At the heart of luminescent proximity assays lies the transfer of energy between two types of beads: donor beads and acceptor beads (Figure 1). These beads can be bound to any target molecule of interest via specific antibodies or other binding agents. When the target molecules interact, the beads are brought into close proximity, allowing energy transfer from donor to acceptor beads following appropriate excitation. This results in an emission of chemiluminescence that is proportional to the strength of the interaction. The assay can be adapted to measure the concentration of single analytes (similar to an ELISA) with antibodies that target distinct epitopes on the same antigen.

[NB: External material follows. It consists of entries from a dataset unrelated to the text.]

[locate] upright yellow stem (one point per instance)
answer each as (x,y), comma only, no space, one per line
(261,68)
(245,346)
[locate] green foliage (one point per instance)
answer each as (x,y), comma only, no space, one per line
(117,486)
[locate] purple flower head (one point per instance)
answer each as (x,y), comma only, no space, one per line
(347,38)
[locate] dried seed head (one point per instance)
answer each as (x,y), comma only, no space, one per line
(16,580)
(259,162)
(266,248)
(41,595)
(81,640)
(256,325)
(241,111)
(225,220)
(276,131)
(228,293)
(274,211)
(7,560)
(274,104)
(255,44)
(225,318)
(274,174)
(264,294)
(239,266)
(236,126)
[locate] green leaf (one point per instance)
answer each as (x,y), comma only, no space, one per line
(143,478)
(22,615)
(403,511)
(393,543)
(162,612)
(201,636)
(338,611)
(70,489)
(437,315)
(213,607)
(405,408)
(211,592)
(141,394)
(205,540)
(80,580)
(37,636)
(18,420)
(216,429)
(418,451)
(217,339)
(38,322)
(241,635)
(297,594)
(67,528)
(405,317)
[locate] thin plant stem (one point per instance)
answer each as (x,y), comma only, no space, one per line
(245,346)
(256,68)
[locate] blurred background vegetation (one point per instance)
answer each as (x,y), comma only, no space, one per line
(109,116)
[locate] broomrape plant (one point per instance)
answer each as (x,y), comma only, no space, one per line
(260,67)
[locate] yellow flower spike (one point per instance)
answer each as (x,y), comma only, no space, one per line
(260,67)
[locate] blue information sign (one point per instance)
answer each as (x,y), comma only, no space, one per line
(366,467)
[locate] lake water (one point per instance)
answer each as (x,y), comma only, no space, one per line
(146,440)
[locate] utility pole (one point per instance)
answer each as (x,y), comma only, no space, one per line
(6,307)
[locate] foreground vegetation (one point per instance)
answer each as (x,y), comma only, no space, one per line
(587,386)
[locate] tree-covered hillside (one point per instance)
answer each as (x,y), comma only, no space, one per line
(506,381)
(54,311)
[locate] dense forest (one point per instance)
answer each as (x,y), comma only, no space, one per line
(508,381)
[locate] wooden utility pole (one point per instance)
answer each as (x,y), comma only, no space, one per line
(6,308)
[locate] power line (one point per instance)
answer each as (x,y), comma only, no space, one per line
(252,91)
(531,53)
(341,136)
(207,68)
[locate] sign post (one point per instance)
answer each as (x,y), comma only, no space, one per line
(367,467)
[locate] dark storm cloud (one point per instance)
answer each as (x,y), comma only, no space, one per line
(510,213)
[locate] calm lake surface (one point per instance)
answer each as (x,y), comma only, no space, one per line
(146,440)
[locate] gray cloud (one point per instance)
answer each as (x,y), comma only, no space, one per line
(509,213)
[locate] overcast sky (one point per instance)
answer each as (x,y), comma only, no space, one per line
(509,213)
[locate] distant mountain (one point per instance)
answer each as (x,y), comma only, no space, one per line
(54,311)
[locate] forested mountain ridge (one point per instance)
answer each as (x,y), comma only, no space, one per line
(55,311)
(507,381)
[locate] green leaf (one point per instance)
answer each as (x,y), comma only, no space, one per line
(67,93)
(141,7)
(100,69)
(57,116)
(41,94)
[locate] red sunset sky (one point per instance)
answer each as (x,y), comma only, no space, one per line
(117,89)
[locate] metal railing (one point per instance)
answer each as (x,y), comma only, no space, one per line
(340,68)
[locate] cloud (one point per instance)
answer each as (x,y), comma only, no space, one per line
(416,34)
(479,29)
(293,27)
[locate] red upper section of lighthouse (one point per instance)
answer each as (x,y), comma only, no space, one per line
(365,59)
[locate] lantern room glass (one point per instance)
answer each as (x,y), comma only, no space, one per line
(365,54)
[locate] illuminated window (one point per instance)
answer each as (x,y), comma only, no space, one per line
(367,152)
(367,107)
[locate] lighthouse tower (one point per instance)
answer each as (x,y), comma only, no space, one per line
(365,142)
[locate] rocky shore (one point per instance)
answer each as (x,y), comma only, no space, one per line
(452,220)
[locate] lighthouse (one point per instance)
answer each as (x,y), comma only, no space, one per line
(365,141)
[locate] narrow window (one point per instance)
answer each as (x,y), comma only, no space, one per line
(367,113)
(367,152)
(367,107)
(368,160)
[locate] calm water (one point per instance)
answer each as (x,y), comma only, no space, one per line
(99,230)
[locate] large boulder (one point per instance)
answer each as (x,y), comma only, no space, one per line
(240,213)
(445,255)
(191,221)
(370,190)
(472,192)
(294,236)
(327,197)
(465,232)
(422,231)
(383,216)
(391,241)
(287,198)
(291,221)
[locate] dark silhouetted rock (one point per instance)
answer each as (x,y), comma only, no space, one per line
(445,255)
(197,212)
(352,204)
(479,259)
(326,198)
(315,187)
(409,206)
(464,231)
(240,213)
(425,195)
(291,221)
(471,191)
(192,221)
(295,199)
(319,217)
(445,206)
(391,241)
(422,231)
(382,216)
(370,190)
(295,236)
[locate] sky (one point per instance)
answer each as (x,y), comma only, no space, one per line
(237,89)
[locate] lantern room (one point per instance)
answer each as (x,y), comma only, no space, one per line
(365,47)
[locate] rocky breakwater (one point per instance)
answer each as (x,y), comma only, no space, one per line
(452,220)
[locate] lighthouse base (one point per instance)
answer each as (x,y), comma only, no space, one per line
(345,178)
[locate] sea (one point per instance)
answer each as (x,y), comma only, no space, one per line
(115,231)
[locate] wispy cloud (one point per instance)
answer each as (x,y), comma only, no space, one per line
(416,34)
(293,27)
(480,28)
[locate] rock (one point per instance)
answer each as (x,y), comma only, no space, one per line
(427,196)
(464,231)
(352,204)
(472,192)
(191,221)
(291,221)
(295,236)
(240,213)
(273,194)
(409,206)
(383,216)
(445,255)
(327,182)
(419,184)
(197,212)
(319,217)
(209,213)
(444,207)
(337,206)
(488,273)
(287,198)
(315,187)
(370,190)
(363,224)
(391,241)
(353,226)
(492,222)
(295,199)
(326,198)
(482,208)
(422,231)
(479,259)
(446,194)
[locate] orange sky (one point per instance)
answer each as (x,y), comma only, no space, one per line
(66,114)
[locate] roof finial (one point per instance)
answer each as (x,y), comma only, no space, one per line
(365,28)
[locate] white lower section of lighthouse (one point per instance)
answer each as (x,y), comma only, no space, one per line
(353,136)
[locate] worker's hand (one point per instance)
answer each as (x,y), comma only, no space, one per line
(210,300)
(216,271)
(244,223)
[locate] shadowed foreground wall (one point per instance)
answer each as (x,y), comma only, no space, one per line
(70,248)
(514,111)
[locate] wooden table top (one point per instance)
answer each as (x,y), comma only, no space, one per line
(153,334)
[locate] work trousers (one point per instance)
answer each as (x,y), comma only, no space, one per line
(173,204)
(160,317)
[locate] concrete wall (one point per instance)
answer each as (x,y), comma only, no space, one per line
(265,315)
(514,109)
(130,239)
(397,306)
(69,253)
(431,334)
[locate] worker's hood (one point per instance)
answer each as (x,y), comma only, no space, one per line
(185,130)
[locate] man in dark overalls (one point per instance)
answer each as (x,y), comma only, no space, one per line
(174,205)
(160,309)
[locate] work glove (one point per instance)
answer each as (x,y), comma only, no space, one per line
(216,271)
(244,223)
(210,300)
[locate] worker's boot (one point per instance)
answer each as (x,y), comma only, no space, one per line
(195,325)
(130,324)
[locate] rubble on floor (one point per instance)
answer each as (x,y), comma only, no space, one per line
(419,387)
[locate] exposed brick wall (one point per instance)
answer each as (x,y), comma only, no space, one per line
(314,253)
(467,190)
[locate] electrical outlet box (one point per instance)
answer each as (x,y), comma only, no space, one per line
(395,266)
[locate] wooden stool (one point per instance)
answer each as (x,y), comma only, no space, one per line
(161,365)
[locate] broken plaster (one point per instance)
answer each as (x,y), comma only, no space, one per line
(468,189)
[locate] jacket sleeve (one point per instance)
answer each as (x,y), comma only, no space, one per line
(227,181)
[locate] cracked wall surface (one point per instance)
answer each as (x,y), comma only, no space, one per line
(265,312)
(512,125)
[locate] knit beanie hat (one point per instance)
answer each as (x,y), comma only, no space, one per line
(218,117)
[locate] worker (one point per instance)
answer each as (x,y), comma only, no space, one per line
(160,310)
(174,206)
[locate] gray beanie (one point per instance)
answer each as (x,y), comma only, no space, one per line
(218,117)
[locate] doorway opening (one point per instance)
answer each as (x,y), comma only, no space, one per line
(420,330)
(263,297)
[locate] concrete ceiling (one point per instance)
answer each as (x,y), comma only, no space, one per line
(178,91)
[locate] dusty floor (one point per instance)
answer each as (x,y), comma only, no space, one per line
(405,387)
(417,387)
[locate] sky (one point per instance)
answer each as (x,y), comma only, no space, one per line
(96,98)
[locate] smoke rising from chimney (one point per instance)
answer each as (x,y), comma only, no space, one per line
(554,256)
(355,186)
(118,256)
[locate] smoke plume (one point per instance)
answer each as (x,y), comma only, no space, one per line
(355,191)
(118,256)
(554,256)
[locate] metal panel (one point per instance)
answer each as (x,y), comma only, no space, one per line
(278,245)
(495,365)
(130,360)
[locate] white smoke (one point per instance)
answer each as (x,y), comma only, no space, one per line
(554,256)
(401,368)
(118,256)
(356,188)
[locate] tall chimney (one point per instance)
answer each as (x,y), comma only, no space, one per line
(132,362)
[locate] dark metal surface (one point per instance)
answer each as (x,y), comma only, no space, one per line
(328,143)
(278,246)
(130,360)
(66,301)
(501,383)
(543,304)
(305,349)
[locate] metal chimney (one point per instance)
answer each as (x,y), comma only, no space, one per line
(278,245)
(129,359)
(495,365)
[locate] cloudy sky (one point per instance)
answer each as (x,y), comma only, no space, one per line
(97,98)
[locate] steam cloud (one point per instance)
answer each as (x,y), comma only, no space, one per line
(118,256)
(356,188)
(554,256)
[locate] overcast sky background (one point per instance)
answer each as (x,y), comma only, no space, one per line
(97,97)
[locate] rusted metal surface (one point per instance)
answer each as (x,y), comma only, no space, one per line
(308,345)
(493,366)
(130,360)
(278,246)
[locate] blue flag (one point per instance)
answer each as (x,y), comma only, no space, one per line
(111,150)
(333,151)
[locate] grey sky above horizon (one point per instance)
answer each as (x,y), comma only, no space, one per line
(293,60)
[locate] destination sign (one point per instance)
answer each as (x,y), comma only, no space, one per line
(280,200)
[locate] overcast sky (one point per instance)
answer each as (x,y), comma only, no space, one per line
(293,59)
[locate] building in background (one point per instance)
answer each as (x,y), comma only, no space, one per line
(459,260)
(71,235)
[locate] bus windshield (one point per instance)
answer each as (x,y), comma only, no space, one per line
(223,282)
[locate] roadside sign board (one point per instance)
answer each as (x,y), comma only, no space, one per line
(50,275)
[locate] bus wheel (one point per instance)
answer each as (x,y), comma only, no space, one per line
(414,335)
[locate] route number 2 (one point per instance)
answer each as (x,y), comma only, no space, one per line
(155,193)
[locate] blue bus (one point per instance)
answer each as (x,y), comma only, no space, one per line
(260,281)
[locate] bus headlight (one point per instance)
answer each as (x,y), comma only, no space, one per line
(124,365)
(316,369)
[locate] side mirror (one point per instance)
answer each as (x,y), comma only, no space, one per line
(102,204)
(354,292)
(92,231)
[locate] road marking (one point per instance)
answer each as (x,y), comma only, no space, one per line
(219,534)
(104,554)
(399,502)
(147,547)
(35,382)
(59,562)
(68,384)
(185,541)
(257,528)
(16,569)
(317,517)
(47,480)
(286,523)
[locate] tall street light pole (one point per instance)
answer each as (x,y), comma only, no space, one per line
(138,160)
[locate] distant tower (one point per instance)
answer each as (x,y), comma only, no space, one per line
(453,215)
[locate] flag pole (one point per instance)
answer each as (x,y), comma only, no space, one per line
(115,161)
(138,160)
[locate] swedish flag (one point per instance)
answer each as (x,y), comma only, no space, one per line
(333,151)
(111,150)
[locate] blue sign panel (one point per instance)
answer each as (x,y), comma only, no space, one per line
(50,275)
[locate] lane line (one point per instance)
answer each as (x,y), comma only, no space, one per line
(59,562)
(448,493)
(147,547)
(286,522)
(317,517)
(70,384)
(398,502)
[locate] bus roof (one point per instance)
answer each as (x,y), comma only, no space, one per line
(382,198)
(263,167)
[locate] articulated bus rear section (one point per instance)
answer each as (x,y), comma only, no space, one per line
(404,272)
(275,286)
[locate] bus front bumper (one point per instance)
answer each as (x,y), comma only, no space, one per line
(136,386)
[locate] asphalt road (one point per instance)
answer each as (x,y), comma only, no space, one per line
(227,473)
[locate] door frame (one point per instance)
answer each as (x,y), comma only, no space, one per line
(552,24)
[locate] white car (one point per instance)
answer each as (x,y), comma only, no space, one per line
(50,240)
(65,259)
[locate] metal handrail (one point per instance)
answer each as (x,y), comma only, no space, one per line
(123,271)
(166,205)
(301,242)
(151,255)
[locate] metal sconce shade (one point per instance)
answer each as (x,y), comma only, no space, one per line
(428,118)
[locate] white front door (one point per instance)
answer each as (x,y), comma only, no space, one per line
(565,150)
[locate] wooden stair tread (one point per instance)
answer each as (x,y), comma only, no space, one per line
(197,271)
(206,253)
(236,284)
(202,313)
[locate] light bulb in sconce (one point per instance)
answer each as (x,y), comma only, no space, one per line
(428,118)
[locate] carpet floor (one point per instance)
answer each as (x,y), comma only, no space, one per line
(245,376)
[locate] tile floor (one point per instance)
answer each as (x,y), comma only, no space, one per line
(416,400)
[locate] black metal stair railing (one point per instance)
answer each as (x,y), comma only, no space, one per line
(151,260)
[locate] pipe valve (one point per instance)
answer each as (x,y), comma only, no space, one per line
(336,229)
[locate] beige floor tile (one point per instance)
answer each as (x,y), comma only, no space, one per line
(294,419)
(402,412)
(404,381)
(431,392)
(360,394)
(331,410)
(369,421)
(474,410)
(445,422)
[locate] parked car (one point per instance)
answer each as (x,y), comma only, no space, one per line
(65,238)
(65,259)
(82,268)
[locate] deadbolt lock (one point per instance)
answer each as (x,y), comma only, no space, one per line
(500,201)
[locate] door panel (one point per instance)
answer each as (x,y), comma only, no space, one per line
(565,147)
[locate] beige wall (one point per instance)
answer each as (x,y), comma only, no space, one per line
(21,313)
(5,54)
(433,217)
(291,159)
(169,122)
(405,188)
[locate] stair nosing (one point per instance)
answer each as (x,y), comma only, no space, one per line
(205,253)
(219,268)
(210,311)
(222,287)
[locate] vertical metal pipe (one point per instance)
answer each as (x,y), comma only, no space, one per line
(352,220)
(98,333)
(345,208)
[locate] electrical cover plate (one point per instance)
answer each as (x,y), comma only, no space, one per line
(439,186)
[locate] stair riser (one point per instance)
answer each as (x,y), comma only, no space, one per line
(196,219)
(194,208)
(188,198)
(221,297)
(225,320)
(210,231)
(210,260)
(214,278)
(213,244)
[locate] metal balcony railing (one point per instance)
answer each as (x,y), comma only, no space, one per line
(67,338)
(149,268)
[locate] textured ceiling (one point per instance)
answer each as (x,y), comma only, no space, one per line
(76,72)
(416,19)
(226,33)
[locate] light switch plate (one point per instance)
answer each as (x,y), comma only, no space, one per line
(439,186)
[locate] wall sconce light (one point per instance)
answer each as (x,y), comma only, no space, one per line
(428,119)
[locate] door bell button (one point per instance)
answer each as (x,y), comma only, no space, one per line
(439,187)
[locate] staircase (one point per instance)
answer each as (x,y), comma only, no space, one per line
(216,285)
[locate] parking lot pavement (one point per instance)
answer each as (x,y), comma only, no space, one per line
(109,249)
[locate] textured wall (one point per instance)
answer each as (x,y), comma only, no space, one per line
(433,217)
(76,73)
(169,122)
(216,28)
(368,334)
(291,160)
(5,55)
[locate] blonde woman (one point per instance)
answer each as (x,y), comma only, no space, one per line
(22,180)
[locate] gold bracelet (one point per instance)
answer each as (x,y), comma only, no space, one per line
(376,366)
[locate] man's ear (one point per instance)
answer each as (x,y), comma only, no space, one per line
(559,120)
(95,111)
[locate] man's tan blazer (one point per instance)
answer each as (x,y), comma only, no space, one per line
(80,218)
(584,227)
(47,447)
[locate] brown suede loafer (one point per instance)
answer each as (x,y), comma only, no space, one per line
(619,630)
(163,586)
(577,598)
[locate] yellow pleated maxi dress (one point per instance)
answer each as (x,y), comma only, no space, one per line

The energy transfer between the beads  occurs via singlet oxygen (¹O₂), and is based on luminescent oxygen-channelling immunoassay (LOCI) chemistry. Singlet oxygen can travel up to 200 nm from its source, a distance that is significantly larger than similar technologies such as FRET (~9 nm). This means that luminescent proximity assays can more easily detect molecular interactions while still minimizing background signal and delivering exceptional sensitivity.

Luminescent Proximity Assay Versatility

A large variety of high and low affinity biomolecular interactions can be rapidly measured with luminescent proximity assays due to the relatively large distance allowed between the beads (200 nm) and the ease of binding beads to target molecules. As homogeneous assays, luminescent proximity assays eliminate cumbersome wash steps, making them ideally suited for automation, miniaturisation, and large‐scale screening.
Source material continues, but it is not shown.